Persistence into Adulthood
Although this chapter has focused on ADHD during adolescence, which is an important period of development in which many unique challenges emerge, it is important to consider adolescence as both an outcome (as we have in this chapter) and an antecedent to another relevant developmental period: young adulthood. Continuation of ADHD into adulthood is a highly relevant issue for anyone studying adolescent ADHD as most who carry the diagnosis into adolescence will meet criteria for ADHD in adulthood (Barkley et al., 2008). Various domains are negatively impacted among those who continue to meet diagnostic criteria into adulthood, including driving, financial, occupational, educational, criminal, and relational (Barkley et al., 2008; Biederman et al., 2006; Mannuzza et al., 1993, 1998; Weiss & Hechtman, 1993). Similar to adolescence, comorbidity in adults with ADHD is common (Miller et al., 2007). Continued empirically guided treatment to target such domains is crucial for adaptive developmental outcome. Although empirically supported treatments including pharmacotherapy and cognitive-behavioral therapy are available (Price, Wilens, Spencer, & Biederman, 2006; Safren et al., 2010; Solanto et al., 2010), they may not necessarily be disseminated or utilized. In particular, health care coverage may pose a barrier to young adults with ADHD seeking treatment. The percentage of those without health insurance coverage increases from 12 % among those under age 18 to approximately 32 % among those 18–24 years of age (White, 2002).
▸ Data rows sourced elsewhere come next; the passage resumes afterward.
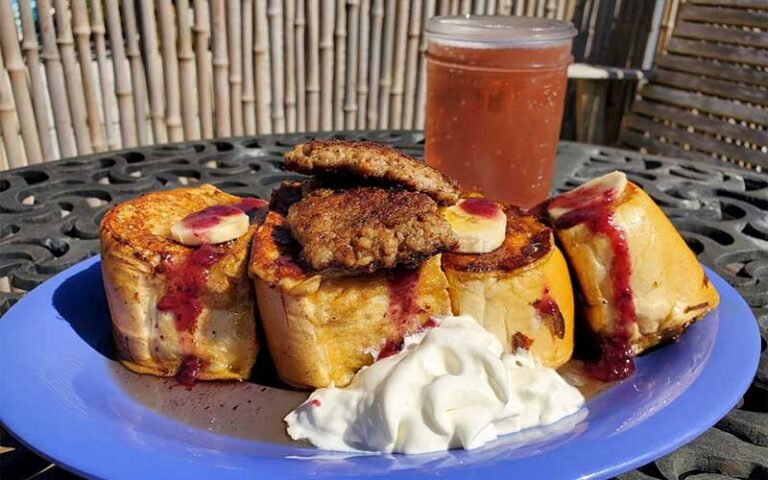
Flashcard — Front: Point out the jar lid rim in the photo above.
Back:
[424,15,578,46]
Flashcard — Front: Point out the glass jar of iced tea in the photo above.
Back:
[425,16,576,208]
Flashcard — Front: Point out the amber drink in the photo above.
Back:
[425,16,576,207]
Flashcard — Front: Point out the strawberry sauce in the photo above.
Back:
[157,243,222,334]
[459,198,501,218]
[549,186,637,381]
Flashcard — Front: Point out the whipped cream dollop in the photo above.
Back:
[285,316,584,453]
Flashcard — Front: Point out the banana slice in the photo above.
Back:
[443,198,507,253]
[171,205,250,246]
[548,171,627,222]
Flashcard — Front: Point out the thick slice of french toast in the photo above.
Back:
[100,185,265,380]
[442,206,574,368]
[547,172,719,376]
[249,211,450,388]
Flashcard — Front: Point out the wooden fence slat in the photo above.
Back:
[121,0,150,145]
[641,85,768,126]
[627,115,768,167]
[39,0,79,157]
[139,0,168,143]
[227,0,243,136]
[193,0,213,138]
[653,69,768,106]
[667,37,768,67]
[632,99,768,146]
[176,0,200,140]
[157,0,184,142]
[211,0,232,137]
[622,130,714,162]
[672,22,768,48]
[688,0,768,10]
[19,1,55,162]
[242,0,258,135]
[0,1,43,164]
[656,55,768,86]
[678,3,768,28]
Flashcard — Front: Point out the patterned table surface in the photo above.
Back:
[0,132,768,480]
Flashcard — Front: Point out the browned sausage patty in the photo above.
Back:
[286,187,456,272]
[285,140,459,205]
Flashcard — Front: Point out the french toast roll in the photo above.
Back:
[249,211,450,388]
[442,206,574,368]
[547,172,719,379]
[100,185,266,381]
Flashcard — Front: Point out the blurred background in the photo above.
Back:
[0,0,768,170]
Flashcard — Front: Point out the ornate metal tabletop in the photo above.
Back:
[0,132,768,480]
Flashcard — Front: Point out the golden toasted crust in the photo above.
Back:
[286,187,456,272]
[555,182,719,353]
[249,212,450,388]
[285,140,459,205]
[100,185,258,379]
[443,205,552,273]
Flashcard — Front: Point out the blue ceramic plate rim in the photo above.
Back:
[0,257,760,480]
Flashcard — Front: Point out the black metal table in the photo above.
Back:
[0,132,768,480]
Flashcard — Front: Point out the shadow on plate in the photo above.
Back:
[53,262,117,360]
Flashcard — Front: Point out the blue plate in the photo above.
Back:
[0,258,760,480]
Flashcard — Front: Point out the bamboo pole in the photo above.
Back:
[320,0,336,130]
[283,0,296,132]
[194,0,213,138]
[0,47,27,168]
[374,0,397,128]
[366,0,384,128]
[267,0,285,133]
[253,0,272,134]
[19,1,54,162]
[333,0,347,129]
[121,0,148,145]
[90,1,120,150]
[342,0,364,130]
[176,0,200,140]
[241,0,256,135]
[139,0,168,143]
[307,0,320,132]
[227,0,243,135]
[411,0,437,129]
[295,0,307,132]
[211,0,232,137]
[72,0,107,152]
[157,0,184,142]
[0,1,43,163]
[398,0,422,128]
[54,0,93,155]
[38,0,77,157]
[353,0,371,129]
[103,0,136,146]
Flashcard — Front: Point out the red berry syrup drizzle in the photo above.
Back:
[549,186,637,381]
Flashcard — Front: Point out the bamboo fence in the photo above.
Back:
[0,0,684,170]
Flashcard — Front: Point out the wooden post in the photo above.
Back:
[19,0,55,161]
[121,0,150,145]
[38,0,77,157]
[176,0,200,140]
[253,0,272,134]
[241,0,256,135]
[91,1,120,150]
[211,0,232,137]
[227,0,243,135]
[0,1,43,163]
[72,0,107,152]
[194,0,213,138]
[157,0,184,142]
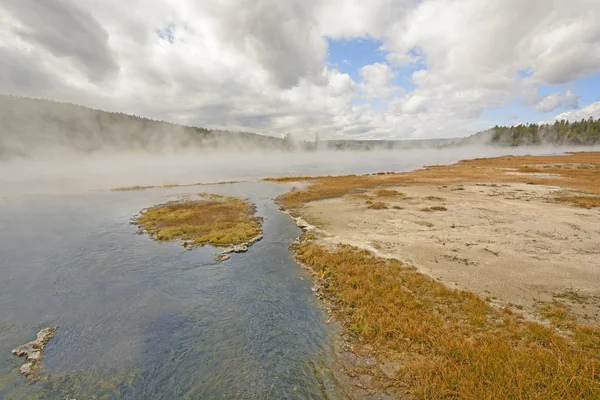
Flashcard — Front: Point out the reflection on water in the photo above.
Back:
[0,183,339,399]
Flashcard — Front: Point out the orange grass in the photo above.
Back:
[136,193,262,247]
[295,242,600,399]
[278,152,600,209]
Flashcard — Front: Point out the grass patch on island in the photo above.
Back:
[368,201,390,210]
[295,241,600,399]
[136,193,262,247]
[271,152,600,209]
[554,192,600,209]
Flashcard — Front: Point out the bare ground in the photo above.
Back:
[300,183,600,324]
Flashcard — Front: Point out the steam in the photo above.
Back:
[0,146,590,197]
[0,96,587,197]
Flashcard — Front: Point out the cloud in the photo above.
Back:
[0,0,600,139]
[358,63,400,98]
[3,0,119,81]
[543,101,600,124]
[535,90,580,112]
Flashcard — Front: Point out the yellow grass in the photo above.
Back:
[295,242,600,399]
[368,201,389,210]
[273,152,600,209]
[554,193,600,209]
[111,186,156,192]
[136,193,262,247]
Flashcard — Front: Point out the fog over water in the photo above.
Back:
[0,146,593,197]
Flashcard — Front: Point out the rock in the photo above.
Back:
[12,326,58,377]
[379,361,402,379]
[356,356,377,368]
[19,362,34,376]
[358,375,373,387]
[215,254,231,262]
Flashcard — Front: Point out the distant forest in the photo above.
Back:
[490,117,600,146]
[0,96,291,159]
[0,95,600,160]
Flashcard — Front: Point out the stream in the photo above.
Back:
[0,182,340,400]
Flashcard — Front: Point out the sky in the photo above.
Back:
[0,0,600,139]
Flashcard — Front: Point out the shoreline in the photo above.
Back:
[277,153,600,399]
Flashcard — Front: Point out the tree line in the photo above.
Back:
[490,117,600,146]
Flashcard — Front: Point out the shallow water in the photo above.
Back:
[0,183,340,399]
[0,148,596,400]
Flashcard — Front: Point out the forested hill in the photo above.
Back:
[0,96,289,159]
[460,118,600,146]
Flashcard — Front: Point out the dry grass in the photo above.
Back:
[263,176,317,182]
[111,186,156,192]
[279,152,600,209]
[368,201,390,210]
[554,193,600,209]
[375,189,406,197]
[136,193,262,247]
[424,196,446,201]
[295,242,600,399]
[421,206,448,212]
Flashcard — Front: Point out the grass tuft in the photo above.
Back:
[368,201,390,210]
[421,206,448,212]
[554,193,600,209]
[295,242,600,399]
[136,193,262,247]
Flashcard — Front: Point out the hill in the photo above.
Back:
[0,96,290,159]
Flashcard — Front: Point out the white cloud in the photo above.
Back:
[542,101,600,124]
[535,90,580,112]
[0,0,600,138]
[358,63,400,99]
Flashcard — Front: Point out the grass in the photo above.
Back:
[368,201,390,210]
[295,241,600,399]
[136,193,262,247]
[554,289,588,304]
[275,152,600,209]
[111,186,156,192]
[263,176,317,182]
[421,206,448,212]
[415,221,433,228]
[554,192,600,209]
[375,189,406,197]
[424,196,446,201]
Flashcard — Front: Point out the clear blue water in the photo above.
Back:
[0,148,583,400]
[0,183,340,400]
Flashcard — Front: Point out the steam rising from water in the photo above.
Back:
[0,146,592,197]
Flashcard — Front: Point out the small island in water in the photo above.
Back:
[135,193,262,261]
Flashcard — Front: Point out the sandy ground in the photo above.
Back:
[301,183,600,323]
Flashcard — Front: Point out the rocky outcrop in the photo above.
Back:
[12,326,58,378]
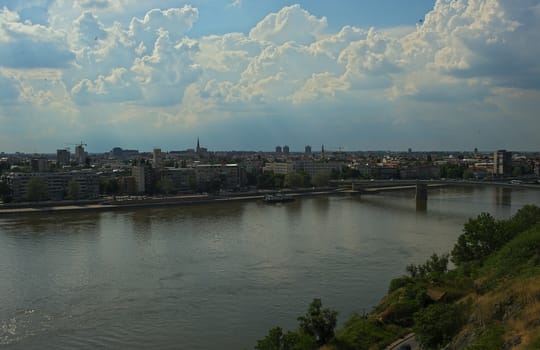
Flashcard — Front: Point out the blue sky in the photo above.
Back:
[0,0,540,152]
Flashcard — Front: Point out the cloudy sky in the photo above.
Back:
[0,0,540,153]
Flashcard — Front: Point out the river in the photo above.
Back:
[0,187,540,350]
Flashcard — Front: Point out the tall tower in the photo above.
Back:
[493,149,512,176]
[152,148,163,168]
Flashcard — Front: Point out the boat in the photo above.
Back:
[263,193,294,203]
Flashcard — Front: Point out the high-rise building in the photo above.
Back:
[152,148,163,168]
[56,149,71,166]
[493,149,512,176]
[75,143,88,164]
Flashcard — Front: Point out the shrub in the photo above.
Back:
[413,304,467,349]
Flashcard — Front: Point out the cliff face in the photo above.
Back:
[362,212,540,350]
[446,226,540,350]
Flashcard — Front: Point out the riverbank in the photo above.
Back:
[0,188,341,217]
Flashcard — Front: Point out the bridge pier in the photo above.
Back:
[415,184,427,212]
[415,184,427,201]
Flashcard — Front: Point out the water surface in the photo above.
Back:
[0,187,540,350]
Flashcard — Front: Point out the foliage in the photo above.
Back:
[467,323,504,350]
[298,299,337,346]
[388,276,413,294]
[26,176,49,202]
[405,253,449,278]
[335,314,407,350]
[413,304,467,349]
[452,205,540,266]
[483,225,540,283]
[255,327,317,350]
[507,204,540,236]
[0,181,13,203]
[525,334,540,350]
[67,178,80,199]
[452,213,506,266]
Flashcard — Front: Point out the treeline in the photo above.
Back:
[255,205,540,350]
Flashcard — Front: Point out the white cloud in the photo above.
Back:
[249,5,327,45]
[0,0,540,152]
[0,8,74,68]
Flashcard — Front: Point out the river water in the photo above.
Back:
[0,187,540,350]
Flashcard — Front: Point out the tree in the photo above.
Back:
[413,304,467,349]
[452,213,507,266]
[0,181,13,203]
[255,327,317,350]
[298,299,337,346]
[26,176,49,202]
[67,178,80,199]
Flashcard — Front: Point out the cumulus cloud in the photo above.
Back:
[0,0,540,152]
[0,7,74,68]
[249,5,327,45]
[0,72,19,103]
Consistent with this trend, young adults aged 18–24 years are more likely than any other age group to be uninsured (Newacheck, Park, Brindis, Biehl, & Irwin, 2004). For someone with ADHD, health care coverage is important as the median costs of health care for those with ADHD are twice that of non-ADHD peers (Leibson, Katusic, Barbaresi, Ransom, & O’Brien, 2001). Given the importance of continued treatment to manage ADHD symptoms, health coverage is a particularly relevant topic for adolescents as they enter into adulthood. This area deserves attention in future research.